There were no live voices employed during Missy Mazzoli’s arrangement of Passage and What does it mean? (2006/1970, both originally written for overlapping voices) performed by Ms. Mazzoli and her all- woman band Victoire. During this interpretation, one of the strongest of the evening, the musicians swirled and looped chaotic patterns on piano, electric keyboard and organ, clarinet, bass, and violin, with prerecorded groaning vocal tracks sporadically contributing a ghostly yet human element. On the opposite side of the instrumental spectrum, half of the M6, another all-woman group, offered their interpretation of Tablet. This early work, composed from 1974 to 1976, relies on the build-up of three human voices over recorders and piano. An unabashed exploration of the female voice, Tablet wends its way through shrill coos and whines and gossiping shrieks and chatters, none of which is comprehensible. Here again, however, Ms. Monk has managed to convey tone and meaning and even bits of unstructured narrative through the layers of unconventional vocal sounds, allowing the stereotypically negative qualities of the female voice to come together in a web of high-pitched beauty.

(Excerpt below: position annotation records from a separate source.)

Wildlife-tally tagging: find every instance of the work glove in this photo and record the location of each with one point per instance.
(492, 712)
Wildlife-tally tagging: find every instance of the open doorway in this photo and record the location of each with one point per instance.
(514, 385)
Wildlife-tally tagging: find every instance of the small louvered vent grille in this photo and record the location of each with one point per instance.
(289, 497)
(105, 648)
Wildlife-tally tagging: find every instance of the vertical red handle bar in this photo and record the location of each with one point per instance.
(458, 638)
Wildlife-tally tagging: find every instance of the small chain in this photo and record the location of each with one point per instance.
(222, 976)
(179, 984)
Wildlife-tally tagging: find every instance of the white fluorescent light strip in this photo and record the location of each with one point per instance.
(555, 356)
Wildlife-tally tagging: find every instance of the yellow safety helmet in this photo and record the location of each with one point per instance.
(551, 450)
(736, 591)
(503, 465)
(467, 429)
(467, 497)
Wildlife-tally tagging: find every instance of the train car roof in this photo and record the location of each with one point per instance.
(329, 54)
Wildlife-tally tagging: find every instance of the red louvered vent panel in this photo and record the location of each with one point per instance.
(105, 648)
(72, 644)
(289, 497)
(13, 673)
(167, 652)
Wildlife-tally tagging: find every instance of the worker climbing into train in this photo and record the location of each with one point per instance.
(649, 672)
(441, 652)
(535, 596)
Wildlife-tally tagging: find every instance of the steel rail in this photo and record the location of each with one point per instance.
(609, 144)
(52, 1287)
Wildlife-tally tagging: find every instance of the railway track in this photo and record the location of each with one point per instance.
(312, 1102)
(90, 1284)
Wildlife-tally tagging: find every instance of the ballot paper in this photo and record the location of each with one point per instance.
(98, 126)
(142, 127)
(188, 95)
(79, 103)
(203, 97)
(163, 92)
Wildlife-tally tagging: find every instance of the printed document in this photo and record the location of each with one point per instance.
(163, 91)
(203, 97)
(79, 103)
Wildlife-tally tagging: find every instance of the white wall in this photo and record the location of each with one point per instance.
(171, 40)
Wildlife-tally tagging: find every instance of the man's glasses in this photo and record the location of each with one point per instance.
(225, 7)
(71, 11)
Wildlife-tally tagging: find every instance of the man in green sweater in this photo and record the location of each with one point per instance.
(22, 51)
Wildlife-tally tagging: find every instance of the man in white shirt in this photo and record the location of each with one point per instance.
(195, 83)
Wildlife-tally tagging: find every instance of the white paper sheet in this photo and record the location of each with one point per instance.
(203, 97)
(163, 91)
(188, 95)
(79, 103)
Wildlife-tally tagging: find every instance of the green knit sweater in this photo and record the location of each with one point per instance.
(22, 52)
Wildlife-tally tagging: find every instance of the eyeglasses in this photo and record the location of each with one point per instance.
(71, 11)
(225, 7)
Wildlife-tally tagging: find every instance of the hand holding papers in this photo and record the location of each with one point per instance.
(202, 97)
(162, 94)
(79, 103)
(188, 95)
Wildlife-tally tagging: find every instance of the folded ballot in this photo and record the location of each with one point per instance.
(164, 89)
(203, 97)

Ms. Monk’s ability to draw out unexpected sounds and sensations from the human voice and particularly the female voice was on full display throughout the concert of spin-offs, arrangements, and (re)interpretations, which culminated in performances of selections from her 1991 opera ATLAS as well as from her 2008 Songs of Ascension. During these two monstrous works, as well as during the jubilant conclusion with the classic 1984 Panda Chant II, the voice became a vehicle for meaning without relying on words, with the spiritual quest of ATLAS made apparent through inflection and timbre before the characters began singing in fragmented sentences and ideas. All three of these final sections communicated ideas instead through bellowed nonsense syllables, facial expressions, bodily positioning, a soft ballet of arm and leg motions, and a harmonious watchfulness among the performers. The voices intertwined in paths and highways that transported the audience not just to Meredith Monk’s invented worlds, but to worlds where the human voice is not bound to the confines of language and words, and can exist in and of itself.